When you collect you can bring the item and I will ship it for you.It will be R99 for courier delivery.If it is Cape Town main centers.


----------



## Buan Stanley (6/8/15)

@SAVapeGear when will the courier get to Cape Town ( it's me who the item is being shipped to)


Sent from my iPhone using Tapatalk


----------



## SAVapeGear (6/8/15)

Buan Stanley said:


> @SAVapeGear when will the courier get to Cape Town ( it's me who the item is being shipped to)
> 
> 
> Sent from my iPhone using Tapatalk


Due to the long weekend it will only be delivered Tuesday,if it gets shipped tomorrow before 12:00.Otherwise I can ship on Tuesday for delivery Wednesday.

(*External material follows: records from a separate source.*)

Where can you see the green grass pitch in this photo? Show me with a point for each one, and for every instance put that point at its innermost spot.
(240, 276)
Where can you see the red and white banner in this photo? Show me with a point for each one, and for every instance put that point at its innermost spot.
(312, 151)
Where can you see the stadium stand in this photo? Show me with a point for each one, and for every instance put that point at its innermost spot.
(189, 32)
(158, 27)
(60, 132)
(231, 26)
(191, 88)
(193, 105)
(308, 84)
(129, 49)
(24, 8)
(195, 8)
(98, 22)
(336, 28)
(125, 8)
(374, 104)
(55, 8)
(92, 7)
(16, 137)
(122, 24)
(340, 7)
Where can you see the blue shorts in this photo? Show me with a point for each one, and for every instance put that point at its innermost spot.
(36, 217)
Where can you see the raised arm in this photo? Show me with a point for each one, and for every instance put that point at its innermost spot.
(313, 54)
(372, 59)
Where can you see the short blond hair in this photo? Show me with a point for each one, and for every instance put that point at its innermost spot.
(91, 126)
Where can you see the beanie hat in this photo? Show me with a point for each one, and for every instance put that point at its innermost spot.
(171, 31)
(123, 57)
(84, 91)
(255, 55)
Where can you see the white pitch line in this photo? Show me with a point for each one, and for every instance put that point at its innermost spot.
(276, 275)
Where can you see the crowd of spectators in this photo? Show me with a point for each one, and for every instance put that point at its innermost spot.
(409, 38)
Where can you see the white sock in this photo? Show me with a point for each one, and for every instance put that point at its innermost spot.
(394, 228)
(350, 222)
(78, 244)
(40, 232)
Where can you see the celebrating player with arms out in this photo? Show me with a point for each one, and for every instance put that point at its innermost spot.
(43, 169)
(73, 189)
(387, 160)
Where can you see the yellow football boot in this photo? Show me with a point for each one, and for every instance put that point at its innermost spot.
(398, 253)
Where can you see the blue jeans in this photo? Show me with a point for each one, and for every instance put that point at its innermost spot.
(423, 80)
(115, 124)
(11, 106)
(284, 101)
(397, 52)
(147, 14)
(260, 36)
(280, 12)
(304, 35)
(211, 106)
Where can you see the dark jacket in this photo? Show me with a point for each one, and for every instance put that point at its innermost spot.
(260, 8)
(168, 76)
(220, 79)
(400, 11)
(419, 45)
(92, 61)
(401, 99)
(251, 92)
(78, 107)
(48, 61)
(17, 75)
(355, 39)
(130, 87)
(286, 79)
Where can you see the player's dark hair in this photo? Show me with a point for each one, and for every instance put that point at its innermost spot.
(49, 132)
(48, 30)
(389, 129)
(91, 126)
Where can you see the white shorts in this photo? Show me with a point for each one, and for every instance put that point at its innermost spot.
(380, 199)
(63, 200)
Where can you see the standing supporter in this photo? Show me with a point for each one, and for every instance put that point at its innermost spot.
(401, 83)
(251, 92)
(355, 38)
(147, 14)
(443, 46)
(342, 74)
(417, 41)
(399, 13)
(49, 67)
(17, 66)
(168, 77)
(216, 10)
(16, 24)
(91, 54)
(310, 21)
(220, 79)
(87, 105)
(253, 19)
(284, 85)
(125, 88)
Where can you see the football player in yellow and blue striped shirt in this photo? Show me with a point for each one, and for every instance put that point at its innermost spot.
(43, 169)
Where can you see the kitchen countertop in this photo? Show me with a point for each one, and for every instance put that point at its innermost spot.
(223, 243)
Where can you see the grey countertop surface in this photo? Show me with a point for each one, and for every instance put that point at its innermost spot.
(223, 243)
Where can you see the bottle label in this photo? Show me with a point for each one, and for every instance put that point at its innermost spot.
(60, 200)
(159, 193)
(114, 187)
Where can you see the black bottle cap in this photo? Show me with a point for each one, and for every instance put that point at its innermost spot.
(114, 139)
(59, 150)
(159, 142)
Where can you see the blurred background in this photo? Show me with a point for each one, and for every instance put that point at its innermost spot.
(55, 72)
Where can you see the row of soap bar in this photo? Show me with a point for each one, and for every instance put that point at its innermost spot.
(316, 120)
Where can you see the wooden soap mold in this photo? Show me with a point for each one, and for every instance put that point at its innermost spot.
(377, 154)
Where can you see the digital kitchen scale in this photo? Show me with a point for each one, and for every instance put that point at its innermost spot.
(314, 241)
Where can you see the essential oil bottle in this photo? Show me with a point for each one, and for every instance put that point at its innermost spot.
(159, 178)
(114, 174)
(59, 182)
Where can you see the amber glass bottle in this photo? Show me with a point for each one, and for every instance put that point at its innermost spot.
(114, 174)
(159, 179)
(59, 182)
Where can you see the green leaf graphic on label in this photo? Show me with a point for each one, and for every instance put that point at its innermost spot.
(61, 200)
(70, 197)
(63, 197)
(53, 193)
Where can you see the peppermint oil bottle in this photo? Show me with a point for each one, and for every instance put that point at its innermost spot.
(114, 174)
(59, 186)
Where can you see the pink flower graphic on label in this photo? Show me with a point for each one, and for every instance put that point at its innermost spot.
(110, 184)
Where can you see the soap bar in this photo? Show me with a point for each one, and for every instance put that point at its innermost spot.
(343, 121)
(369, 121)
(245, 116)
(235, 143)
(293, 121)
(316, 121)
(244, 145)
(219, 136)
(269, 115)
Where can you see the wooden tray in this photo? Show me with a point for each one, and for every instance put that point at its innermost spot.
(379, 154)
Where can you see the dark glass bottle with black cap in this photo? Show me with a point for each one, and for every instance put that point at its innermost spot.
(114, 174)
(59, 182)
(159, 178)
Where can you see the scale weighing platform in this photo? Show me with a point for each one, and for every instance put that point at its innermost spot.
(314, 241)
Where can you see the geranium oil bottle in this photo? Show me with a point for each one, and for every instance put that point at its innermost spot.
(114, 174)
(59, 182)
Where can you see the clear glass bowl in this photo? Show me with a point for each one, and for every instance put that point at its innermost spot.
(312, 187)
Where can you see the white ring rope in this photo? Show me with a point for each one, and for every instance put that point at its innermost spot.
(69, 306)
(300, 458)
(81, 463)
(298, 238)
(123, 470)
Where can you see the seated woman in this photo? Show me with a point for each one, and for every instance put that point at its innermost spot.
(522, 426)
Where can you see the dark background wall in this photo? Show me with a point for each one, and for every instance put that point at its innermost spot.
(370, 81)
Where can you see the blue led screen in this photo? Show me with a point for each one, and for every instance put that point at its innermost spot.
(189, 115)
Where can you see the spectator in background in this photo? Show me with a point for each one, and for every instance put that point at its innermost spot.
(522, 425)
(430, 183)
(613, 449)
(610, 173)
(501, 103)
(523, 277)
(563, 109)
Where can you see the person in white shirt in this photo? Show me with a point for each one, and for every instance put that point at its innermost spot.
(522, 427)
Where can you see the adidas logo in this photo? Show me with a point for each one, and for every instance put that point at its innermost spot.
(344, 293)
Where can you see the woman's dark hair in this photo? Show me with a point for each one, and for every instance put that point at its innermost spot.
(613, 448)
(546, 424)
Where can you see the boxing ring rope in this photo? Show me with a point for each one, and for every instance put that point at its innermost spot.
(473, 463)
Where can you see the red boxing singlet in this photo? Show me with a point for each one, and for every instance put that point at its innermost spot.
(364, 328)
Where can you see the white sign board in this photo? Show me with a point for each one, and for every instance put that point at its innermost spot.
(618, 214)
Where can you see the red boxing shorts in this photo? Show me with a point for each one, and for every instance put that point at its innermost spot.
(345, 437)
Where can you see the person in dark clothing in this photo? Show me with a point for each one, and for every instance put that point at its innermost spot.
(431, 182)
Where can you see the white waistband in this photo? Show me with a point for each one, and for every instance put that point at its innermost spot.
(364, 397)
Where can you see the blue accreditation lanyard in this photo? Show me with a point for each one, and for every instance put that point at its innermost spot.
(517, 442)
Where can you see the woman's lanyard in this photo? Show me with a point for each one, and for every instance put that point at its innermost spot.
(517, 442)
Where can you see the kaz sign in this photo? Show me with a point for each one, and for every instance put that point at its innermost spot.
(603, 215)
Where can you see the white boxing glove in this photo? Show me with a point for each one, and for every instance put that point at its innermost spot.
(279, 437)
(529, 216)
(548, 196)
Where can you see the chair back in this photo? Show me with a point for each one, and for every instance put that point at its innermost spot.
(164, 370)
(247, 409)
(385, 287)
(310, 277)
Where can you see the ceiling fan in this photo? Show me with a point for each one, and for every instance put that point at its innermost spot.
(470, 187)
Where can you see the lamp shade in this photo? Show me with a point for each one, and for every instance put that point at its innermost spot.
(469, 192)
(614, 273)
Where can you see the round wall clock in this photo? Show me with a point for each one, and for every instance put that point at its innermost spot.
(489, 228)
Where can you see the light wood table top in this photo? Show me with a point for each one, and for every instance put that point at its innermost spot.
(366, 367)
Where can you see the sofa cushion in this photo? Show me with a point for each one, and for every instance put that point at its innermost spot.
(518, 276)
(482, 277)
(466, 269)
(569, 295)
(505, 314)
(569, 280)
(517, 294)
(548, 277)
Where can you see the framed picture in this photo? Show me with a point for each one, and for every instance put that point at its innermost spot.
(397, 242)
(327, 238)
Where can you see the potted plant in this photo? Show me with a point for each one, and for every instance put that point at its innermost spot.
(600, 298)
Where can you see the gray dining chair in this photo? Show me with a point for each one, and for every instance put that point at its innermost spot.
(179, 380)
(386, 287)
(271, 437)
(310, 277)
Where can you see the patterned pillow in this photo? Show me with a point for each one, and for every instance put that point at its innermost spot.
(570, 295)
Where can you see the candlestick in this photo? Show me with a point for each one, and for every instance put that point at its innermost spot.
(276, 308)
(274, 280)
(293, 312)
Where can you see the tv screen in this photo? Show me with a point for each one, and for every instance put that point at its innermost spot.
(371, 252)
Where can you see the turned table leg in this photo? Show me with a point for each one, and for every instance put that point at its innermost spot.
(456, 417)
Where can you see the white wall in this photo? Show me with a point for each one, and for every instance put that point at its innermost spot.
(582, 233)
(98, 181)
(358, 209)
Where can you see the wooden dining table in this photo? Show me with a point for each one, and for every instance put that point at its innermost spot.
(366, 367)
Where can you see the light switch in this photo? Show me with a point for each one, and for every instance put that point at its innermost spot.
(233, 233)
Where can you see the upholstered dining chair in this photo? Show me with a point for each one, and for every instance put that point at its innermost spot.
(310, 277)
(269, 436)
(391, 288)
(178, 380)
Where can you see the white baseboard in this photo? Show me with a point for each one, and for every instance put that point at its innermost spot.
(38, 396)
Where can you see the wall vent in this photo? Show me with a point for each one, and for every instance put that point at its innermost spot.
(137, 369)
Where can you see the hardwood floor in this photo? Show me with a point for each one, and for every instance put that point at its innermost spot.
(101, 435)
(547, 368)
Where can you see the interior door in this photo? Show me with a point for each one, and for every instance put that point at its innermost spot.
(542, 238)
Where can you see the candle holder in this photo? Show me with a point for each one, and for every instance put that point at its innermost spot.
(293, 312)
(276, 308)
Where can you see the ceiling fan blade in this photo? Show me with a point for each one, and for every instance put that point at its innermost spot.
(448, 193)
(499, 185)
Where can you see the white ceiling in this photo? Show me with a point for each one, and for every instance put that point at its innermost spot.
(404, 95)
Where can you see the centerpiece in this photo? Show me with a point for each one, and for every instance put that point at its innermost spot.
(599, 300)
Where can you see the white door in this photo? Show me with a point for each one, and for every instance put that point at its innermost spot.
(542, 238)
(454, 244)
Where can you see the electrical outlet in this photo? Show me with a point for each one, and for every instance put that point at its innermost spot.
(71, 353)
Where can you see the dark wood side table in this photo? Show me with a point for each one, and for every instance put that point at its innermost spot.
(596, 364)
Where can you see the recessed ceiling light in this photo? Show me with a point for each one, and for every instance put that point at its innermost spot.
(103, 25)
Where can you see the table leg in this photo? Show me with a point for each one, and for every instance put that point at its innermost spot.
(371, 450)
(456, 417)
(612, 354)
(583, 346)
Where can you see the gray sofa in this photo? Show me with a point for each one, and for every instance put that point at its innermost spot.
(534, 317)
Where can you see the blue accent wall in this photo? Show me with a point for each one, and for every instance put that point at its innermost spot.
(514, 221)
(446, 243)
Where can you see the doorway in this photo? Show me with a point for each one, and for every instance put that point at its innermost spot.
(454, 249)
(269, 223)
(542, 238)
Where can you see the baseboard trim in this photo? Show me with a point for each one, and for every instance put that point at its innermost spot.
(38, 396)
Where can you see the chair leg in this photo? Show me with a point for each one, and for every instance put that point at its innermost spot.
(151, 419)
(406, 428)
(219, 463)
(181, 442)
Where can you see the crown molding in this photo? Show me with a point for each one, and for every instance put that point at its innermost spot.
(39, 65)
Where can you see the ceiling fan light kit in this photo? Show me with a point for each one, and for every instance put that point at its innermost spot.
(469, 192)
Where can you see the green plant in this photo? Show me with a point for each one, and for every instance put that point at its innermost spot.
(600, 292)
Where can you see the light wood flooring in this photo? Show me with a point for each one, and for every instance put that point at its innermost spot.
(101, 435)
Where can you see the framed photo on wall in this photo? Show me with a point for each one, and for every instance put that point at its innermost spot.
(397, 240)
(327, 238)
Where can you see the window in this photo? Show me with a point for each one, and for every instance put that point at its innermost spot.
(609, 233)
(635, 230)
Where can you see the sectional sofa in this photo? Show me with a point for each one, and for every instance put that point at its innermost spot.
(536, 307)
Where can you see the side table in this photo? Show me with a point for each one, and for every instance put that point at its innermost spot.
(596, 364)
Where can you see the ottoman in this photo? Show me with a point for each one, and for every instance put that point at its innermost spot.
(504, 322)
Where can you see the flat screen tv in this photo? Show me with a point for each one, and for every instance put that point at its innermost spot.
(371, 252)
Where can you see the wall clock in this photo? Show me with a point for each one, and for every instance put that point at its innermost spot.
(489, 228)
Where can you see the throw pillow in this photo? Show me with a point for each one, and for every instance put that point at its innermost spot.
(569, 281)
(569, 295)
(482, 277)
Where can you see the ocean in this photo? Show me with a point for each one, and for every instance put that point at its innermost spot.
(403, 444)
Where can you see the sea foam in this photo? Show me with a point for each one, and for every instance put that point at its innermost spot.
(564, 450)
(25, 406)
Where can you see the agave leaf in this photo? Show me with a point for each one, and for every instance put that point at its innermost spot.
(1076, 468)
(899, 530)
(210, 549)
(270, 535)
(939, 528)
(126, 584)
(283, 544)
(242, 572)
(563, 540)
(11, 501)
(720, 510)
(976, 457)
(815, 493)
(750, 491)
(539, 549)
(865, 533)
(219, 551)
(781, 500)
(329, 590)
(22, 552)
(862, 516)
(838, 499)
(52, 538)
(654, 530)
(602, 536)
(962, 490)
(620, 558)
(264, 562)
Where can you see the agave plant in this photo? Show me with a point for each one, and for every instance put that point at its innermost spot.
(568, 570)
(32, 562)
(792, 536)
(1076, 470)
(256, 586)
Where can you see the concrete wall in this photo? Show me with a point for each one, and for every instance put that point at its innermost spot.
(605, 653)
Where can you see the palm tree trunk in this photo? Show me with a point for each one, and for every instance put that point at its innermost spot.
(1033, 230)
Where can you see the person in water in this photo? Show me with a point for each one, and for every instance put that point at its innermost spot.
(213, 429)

Sorry.That is the best I can do.Just trying to help.


----------



## Buan Stanley (6/8/15)

Appreciated 


Sent from my iPhone using Tapatalk


----------



## DougP (6/8/15)

Hi Pieter.
Also called a few courier guys and same story
It appears that Tuesday is quickest
I have a friend who is a cabin Crew member on SAA
She can also take it down on Tuesday morning for me free of charge
Thanks a mill though for you assistance
Much appreciated

Sent from my SM-G900F using Tapatalk


----------



## SAVapeGear (6/8/15)

Excellent.Great stuff.Glad you are sorted.


----------



## SAVapeGear (6/8/15)

DougP said:


> Hi Pieter.
> Also called a few courier guys and same story
> It appears that Tuesday is quickest
> I have a friend who is a cabin Crew member on SAA
> ...


What are you going to replace it with?


----------



## DougP (6/8/15)

Dunno yet...

Sent from my SM-G900F using Tapatalk


----------